I would like to help you to live a strong and happy life. I sincerely feel that anyone can benefit from the Buddha’s teachings, regardless of their religion, way of life, or beliefs. In fact, it is okay to keep these things and just incorporate what is helpful from Buddhist teachings into your way of living. My particular Buddhist tradition, however, is not like the mindfulness movement that has become so popular in 5the West. Although mindfulness meditation, in which you repeatedly let go of thoughts, can be very helpful, in my tradition this is a beginner’s practice known as shamatha, or calm abiding. This meditation, where you focus on something to anchor you in the moment, does induce relaxation and assists with attention, but it alone doesn’t treat the root cause of a person’s afflictions. Rather, the tradition of lojong, or mind training, treats what ails you. It not only tames your mind but trains you to think in a positive and healthy way. We use contemplative practices that build inner, mental strength, so that when we do encounter difficulties, we can easily endure them. This sort of analytic mind training is a path rather than a destination. It is meant to turn your mind toward your heart—toward kindness and compassion. Ultimately, it is a way of living that cultivates joy. This is what we call mind training. That is why it is not enough to simply work with your mind; you also are tasked to integrate what you learn into your everyday life.

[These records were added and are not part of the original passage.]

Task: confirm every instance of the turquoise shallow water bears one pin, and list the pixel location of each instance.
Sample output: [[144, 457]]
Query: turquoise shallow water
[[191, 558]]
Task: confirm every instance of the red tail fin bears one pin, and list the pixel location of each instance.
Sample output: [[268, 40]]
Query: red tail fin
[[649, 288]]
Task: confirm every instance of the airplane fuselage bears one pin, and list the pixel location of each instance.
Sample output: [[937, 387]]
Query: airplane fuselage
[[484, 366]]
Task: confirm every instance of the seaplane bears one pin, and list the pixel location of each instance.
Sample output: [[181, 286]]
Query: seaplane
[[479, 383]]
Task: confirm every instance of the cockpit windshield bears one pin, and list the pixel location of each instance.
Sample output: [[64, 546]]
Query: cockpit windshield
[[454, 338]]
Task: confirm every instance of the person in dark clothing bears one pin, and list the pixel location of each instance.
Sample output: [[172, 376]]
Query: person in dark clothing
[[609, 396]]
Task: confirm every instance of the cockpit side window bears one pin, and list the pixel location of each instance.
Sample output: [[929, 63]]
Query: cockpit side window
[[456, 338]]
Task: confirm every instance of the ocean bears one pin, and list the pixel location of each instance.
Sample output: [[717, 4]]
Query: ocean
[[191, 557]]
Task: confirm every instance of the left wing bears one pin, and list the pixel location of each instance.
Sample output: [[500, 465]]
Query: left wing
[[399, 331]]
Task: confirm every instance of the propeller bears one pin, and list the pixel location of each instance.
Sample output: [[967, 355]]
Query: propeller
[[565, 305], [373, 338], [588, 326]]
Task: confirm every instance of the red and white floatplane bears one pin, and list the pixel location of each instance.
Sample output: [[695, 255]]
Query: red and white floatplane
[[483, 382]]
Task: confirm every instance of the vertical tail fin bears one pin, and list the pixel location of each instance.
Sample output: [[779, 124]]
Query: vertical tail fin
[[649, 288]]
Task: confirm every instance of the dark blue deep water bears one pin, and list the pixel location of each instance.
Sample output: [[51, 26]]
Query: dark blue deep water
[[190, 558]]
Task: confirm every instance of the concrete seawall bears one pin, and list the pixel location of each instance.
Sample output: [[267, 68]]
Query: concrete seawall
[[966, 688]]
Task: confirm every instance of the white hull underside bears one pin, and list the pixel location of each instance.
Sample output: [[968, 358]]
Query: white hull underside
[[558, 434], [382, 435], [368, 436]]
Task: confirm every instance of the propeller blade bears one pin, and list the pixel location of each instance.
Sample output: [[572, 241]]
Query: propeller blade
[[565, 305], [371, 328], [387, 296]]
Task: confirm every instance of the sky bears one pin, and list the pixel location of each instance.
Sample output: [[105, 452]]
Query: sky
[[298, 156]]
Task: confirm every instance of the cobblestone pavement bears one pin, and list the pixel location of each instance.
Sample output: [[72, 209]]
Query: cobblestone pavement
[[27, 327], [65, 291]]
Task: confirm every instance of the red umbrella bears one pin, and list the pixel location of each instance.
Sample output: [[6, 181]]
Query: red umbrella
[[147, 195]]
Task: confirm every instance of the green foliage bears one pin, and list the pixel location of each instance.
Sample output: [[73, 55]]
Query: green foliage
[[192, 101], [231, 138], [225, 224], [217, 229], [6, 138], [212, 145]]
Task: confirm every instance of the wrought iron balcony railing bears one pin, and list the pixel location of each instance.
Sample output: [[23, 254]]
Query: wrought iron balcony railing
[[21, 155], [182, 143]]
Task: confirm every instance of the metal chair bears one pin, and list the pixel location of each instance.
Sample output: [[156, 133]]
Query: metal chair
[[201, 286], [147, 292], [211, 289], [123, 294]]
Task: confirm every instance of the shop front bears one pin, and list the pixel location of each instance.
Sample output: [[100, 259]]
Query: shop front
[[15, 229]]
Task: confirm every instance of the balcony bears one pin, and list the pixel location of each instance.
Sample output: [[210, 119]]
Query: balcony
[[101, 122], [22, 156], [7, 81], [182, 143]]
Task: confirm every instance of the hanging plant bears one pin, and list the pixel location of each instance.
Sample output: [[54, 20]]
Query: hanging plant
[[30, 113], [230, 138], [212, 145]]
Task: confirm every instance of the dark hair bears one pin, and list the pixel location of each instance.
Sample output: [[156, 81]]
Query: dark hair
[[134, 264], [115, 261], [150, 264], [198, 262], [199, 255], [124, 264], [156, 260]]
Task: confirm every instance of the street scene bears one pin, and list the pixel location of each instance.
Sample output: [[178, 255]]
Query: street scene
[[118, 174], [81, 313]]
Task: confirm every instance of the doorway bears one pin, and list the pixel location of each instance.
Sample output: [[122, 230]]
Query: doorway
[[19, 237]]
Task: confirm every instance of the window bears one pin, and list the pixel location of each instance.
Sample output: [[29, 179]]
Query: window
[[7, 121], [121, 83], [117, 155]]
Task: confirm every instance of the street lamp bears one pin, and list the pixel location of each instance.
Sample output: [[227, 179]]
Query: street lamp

The sole objective of this book is to wholeheartedly offer you wisdom that is at the core of my extensive education and give you ways in which you can benefit from these ancient teachings in a modern way. Each chapter in this book concludes with profound spiritual reflections and tried-and-true practices. After reading the reflection, take a moment to contemplate the story and then deeply ponder the correlating practice. Commit these practices to memory. Consider them as an arsenal of spiritual tools available for eliminating suffering. To reinforce these practices and to help you develop a wise mind and a kind heart, there is a mind training practice section at the end of this book. All of this is meant to be used in your day-to-day life. Although some practices may seem deceptively simple, I assure you that they are not. We tend to operate on habitual tendencies, and negative habits are not easily broken. That is why I urge you not to underestimate the power that training your mind can have in breaking these habits. Approach these practices with dogged determination. You will never know if these methods work if you don’t apply them 6to your life. Try for at least several months, make a strong effort, and remember that everyone has the potential to become a happy buddha—even you.